In this embodiment, because the number of the pictures in the training set is large, the collection method is various, noise pictures inevitably appear in the training set, for example, strong light, low light, human body picture truncation or non-human body pictures and the like appear in the training set, the features extracted from these pictures have a large difference from those extracted from normal human body sample pictures, and the specific expression is that the amplitude distribution of the feature vectors is different; after the feature extraction network model is trained for the first time, the feature amplitude corresponding to all human sample pictures in the training set can be calculated; the preset condition is represented as the first 5% of the characteristic amplitude, the first type of human body sample picture is represented as a human body sample picture with the characteristic amplitude of the first 5%, and the second type of human body sample picture is represented as a human body sample picture with the characteristic amplitude of lower than the first 5%; that is, the larger the feature amplitude is, the lower the quality of the human body sample picture is, so that the first type human body sample picture 5% before the feature amplitude can be deleted, and the second type human body sample picture is input into the feature extraction network model again for training.

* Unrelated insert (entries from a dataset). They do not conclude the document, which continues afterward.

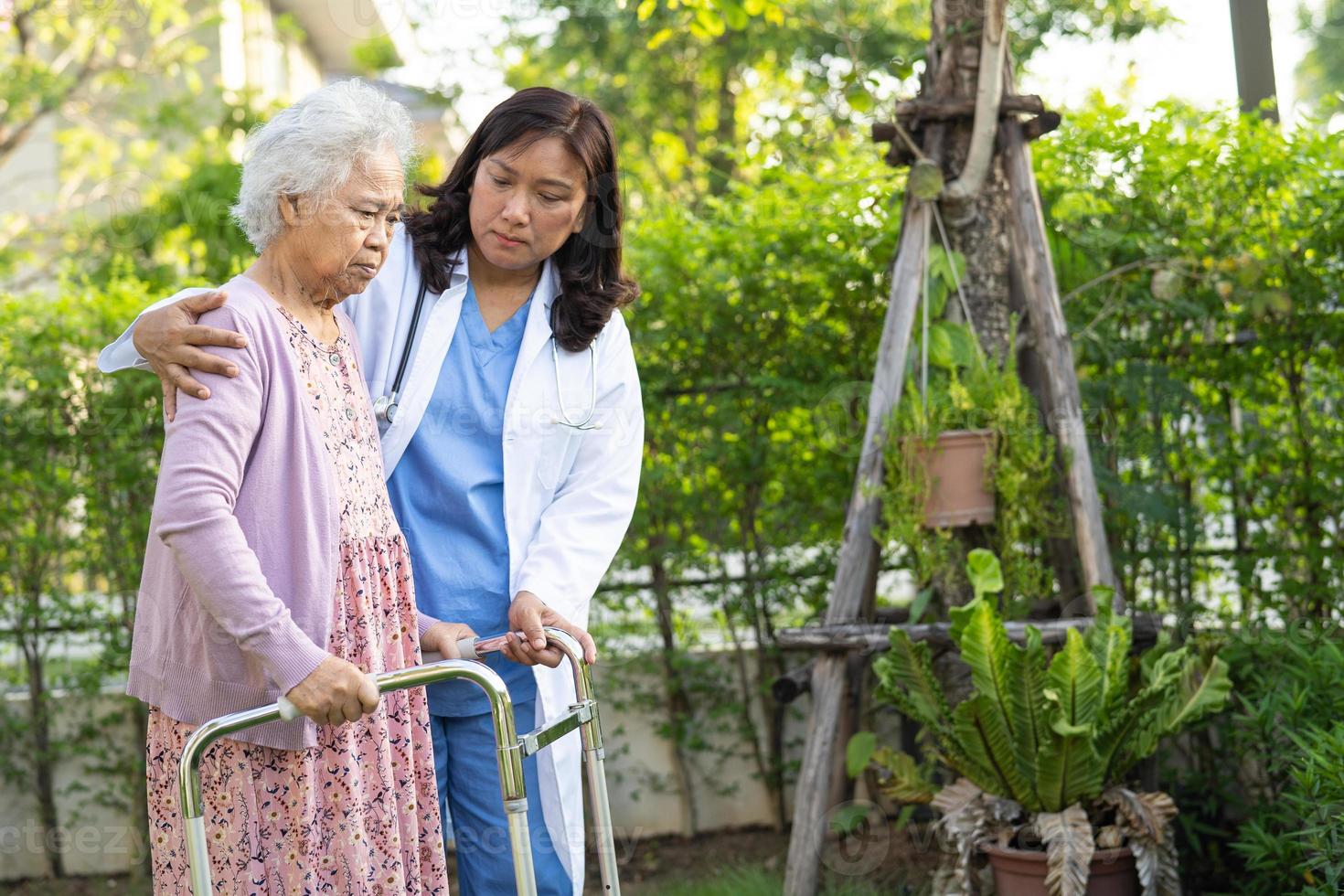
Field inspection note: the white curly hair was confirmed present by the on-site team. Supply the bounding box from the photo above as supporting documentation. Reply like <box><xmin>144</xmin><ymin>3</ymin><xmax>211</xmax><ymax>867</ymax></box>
<box><xmin>229</xmin><ymin>78</ymin><xmax>415</xmax><ymax>254</ymax></box>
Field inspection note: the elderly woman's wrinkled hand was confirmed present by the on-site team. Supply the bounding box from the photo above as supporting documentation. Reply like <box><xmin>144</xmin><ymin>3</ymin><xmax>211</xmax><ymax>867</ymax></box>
<box><xmin>285</xmin><ymin>656</ymin><xmax>378</xmax><ymax>725</ymax></box>
<box><xmin>132</xmin><ymin>290</ymin><xmax>247</xmax><ymax>421</ymax></box>
<box><xmin>421</xmin><ymin>622</ymin><xmax>475</xmax><ymax>659</ymax></box>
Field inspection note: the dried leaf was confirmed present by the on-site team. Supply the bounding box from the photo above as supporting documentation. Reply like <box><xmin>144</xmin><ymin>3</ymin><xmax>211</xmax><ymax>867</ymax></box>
<box><xmin>1036</xmin><ymin>804</ymin><xmax>1095</xmax><ymax>896</ymax></box>
<box><xmin>932</xmin><ymin>778</ymin><xmax>984</xmax><ymax>816</ymax></box>
<box><xmin>932</xmin><ymin>778</ymin><xmax>987</xmax><ymax>896</ymax></box>
<box><xmin>1101</xmin><ymin>787</ymin><xmax>1181</xmax><ymax>896</ymax></box>
<box><xmin>1097</xmin><ymin>825</ymin><xmax>1125</xmax><ymax>849</ymax></box>
<box><xmin>1101</xmin><ymin>787</ymin><xmax>1179</xmax><ymax>845</ymax></box>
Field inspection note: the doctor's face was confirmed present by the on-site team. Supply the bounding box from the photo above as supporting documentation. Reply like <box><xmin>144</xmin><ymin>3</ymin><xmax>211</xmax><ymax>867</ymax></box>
<box><xmin>468</xmin><ymin>137</ymin><xmax>587</xmax><ymax>272</ymax></box>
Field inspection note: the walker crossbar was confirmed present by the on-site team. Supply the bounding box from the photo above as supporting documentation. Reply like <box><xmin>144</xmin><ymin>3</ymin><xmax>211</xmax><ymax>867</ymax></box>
<box><xmin>177</xmin><ymin>627</ymin><xmax>621</xmax><ymax>896</ymax></box>
<box><xmin>177</xmin><ymin>659</ymin><xmax>537</xmax><ymax>896</ymax></box>
<box><xmin>457</xmin><ymin>626</ymin><xmax>621</xmax><ymax>896</ymax></box>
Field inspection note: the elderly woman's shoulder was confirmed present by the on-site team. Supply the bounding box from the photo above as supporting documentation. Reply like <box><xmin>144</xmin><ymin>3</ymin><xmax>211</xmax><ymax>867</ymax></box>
<box><xmin>185</xmin><ymin>275</ymin><xmax>275</xmax><ymax>330</ymax></box>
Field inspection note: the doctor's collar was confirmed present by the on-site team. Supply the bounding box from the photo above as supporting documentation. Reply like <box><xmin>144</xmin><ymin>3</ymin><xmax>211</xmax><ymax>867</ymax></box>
<box><xmin>449</xmin><ymin>246</ymin><xmax>560</xmax><ymax>314</ymax></box>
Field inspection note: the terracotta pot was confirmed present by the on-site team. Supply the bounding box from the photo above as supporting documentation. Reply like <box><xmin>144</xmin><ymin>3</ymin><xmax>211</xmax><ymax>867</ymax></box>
<box><xmin>918</xmin><ymin>430</ymin><xmax>995</xmax><ymax>528</ymax></box>
<box><xmin>980</xmin><ymin>844</ymin><xmax>1144</xmax><ymax>896</ymax></box>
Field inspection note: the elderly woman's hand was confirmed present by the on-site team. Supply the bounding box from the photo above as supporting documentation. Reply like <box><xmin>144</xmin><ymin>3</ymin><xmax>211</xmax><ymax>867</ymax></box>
<box><xmin>131</xmin><ymin>290</ymin><xmax>247</xmax><ymax>421</ymax></box>
<box><xmin>421</xmin><ymin>622</ymin><xmax>475</xmax><ymax>659</ymax></box>
<box><xmin>285</xmin><ymin>656</ymin><xmax>378</xmax><ymax>725</ymax></box>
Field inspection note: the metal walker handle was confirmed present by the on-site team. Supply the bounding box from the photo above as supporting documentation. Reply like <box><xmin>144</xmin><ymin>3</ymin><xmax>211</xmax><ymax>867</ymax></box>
<box><xmin>177</xmin><ymin>627</ymin><xmax>621</xmax><ymax>896</ymax></box>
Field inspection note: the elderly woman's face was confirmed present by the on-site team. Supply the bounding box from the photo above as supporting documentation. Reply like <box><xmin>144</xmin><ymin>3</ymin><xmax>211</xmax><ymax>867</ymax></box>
<box><xmin>281</xmin><ymin>151</ymin><xmax>406</xmax><ymax>301</ymax></box>
<box><xmin>471</xmin><ymin>137</ymin><xmax>587</xmax><ymax>270</ymax></box>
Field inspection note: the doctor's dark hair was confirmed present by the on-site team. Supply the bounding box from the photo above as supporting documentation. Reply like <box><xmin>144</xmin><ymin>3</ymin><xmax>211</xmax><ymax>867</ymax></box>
<box><xmin>406</xmin><ymin>88</ymin><xmax>640</xmax><ymax>352</ymax></box>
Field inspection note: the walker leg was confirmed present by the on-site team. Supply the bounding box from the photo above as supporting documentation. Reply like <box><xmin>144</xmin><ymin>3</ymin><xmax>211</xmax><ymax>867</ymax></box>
<box><xmin>187</xmin><ymin>816</ymin><xmax>211</xmax><ymax>896</ymax></box>
<box><xmin>504</xmin><ymin>799</ymin><xmax>537</xmax><ymax>896</ymax></box>
<box><xmin>583</xmin><ymin>736</ymin><xmax>621</xmax><ymax>896</ymax></box>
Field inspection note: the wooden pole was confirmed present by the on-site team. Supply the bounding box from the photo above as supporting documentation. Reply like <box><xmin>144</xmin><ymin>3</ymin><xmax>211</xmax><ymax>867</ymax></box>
<box><xmin>784</xmin><ymin>194</ymin><xmax>933</xmax><ymax>896</ymax></box>
<box><xmin>998</xmin><ymin>120</ymin><xmax>1125</xmax><ymax>613</ymax></box>
<box><xmin>1229</xmin><ymin>0</ymin><xmax>1278</xmax><ymax>121</ymax></box>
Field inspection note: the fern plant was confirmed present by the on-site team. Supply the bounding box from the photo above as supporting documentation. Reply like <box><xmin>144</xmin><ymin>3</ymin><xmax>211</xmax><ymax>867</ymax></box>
<box><xmin>871</xmin><ymin>550</ymin><xmax>1232</xmax><ymax>896</ymax></box>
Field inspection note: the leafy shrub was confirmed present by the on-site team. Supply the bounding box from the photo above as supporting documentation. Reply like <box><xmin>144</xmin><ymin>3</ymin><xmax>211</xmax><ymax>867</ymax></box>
<box><xmin>1170</xmin><ymin>626</ymin><xmax>1344</xmax><ymax>896</ymax></box>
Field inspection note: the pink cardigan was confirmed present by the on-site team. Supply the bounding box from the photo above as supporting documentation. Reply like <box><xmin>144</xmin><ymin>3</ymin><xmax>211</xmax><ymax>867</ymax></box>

It can be understood that the magnitude of the feature amplitude obtained by extracting the feature extraction network model can be used to represent the quality of the human body sample picture, and therefore, the feature amplitude calculation formula is as follows:

wherein | A | represents a characteristic amplitude value, and x represents a response value of each pixel point in the characteristic diagram; the patent finds that the characteristic amplitude of the low-quality noise picture is generally large, so that after a first round of model training, 5% of training pictures with the maximum characteristic amplitude are removed and a new training model is selected, and therefore the stability of the model is improved.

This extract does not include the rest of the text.